Ele alerta ainda para a utilização dos recursos em projetos que não têm efeitos práticos. “O Fundo Amazônia tem financiado workshops, estudos intermináveis e viagens internacionais ao invés de investir em uma exploração sustentável de madeira, por exemplo”, pontuou Novaes.
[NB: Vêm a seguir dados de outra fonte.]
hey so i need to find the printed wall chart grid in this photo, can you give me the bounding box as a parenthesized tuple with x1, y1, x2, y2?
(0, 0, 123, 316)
Fundo Amazônia deveria ser destinado para ações de regularização fundiária, diz professor 

O Fundo Amazônia foi criado com foco em ações de prevenção, monitoramento e combate ao desmatamento, e de promoção da conservação e do uso sustentável da Amazônia Legal. No entanto, com a recente mudança nas diretrizes, o Cofa também incluiu dentre os novos focos prioritários a regularização fundiária. Além disso, deve priorizar ainda os povos e comunidades tradicionais (PCT) e agricultura familiar, florestas públicas; cadastro ambiental rural (CAR); regularização fundiária e ambiental e atividades produtivas sustentáveis.

O caos fundiário é um dos principais problemas da Amazônia. Estudo elaborado pelo professor e engenheiro agrônomo Fabiano José Affonso indica que 55 milhões de hectares (pouco mais de 10% do total), o que equivale ao território do estado de Minas Gerais, estão irregulares na Amazônia. A Confederação Nacional da Agricultura e Pecuária (CNA) estima que cerca de 25 milhões envolvem famílias que aguardam a regularização. O estudo do professor Fabiano Affonso, intitulado “Latifúndios na Amazônia”, destaca ainda que somente 8 milhões de hectares receberam título até agora.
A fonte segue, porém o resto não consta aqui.